Aucune surprise, c’est FAUX et la différence avec les énergies fossiles est vertigineuse. Bien entendu, comme toute activité humaine, fabriquer une éolienne nécessite de l’énergie et génère des émissions de CO2, notamment pour l’extraction des matières premières et le transport. Mais cette « dette carbone » est remboursée en seulement 6 à 8 mois de production électrique. Après, l’éolienne tourne pendant 20 à 25 ans en n’émettant quasiment aucune émission.

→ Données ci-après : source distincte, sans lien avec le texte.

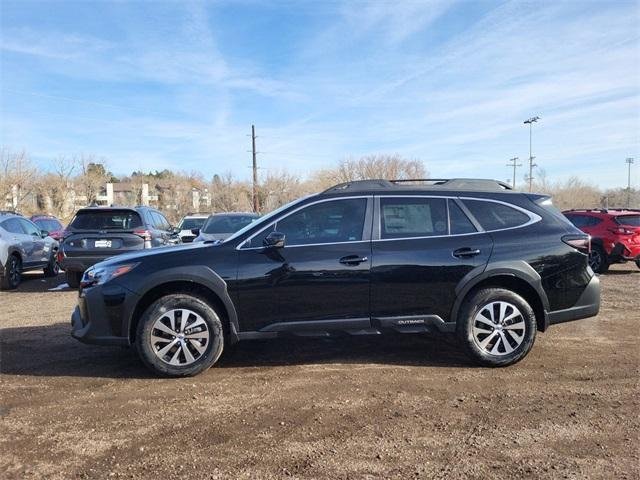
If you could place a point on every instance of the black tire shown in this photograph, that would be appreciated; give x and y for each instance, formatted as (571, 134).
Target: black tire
(163, 310)
(496, 353)
(73, 279)
(598, 260)
(12, 273)
(52, 269)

Les chiffres le confirment. Sur l’ensemble de son cycle de vie, une éolienne terrestre émet entre 10 et 20 grammes de CO2 par kilowattheure produit, contre 450 g/kWh pour le gaz naturel, 840 g/kWh pour le pétrole et 1 000 g/kWh pour le charbon. Le verdict est sans appel : les éoliennes sont de loin la source d’énergie la plus propre. En Belgique, les éoliennes d’ENGIE permettent d’éviter 900 000 tonnes de CO2 par an, c’est-à-dire une contribution majeure à la décarbonation de notre mix électrique.

Pour en savoir plus, explorez notre article sur l’empreinte carbone des éoliennes

Derrière chaque éolienne, un engagement qui dure

Depuis 25 ans, ENGIE agit en faveur des énergies renouvelables, en particulier l’éolien. Aujourd’hui, ENGIE exploite plus de 200 éoliennes, soit une capacité éolienne terrestre de 586 MW, de quoi alimenter 570 000 ménages en énergie verte et locale. L’ambition est d’atteindre 1 000 MW d’éolien terrestre d’ici 2030 ! 

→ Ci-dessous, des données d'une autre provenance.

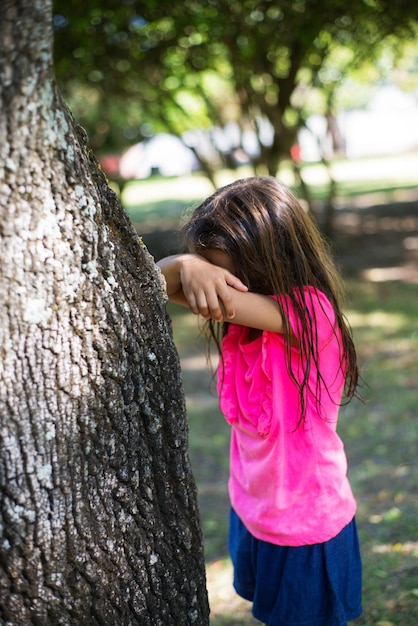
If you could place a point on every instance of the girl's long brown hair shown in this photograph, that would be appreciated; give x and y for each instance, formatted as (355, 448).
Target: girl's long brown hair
(276, 249)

Chaque parc est développé en dialogue avec les communes et les riverains, souvent en partenariat avec des coopératives citoyennes qui permettent aux habitants d’investir directement dans les installations de leur région. Parce que l’énergie verte, c’est aussi une affaire locale 

Alors la prochaine fois que vous en apercevez une au détour d’une route, regardez-la tourner une seconde. Ce vent-là, il tourne pour vous, pour nous tous ! Si vous avez envie d’en savoir encore plus, pourquoi ne pas carrément visiter virtuellement une éolienne ? C’est possible, plongez au cœur de l’éolienne d’Izegem

Les questions qu’on se pose souvent sur les éoliennes

  • Combien de temps faut-il pour construire un parc éolien ?
    En moyenne, trois à quatre années minimum s’écoulent entre le début des études et la mise en service. Le processus inclut des études d’impact, des réunions d’information publique, notamment avec les riverains, une procédure de permis et les travaux eux-mêmes. 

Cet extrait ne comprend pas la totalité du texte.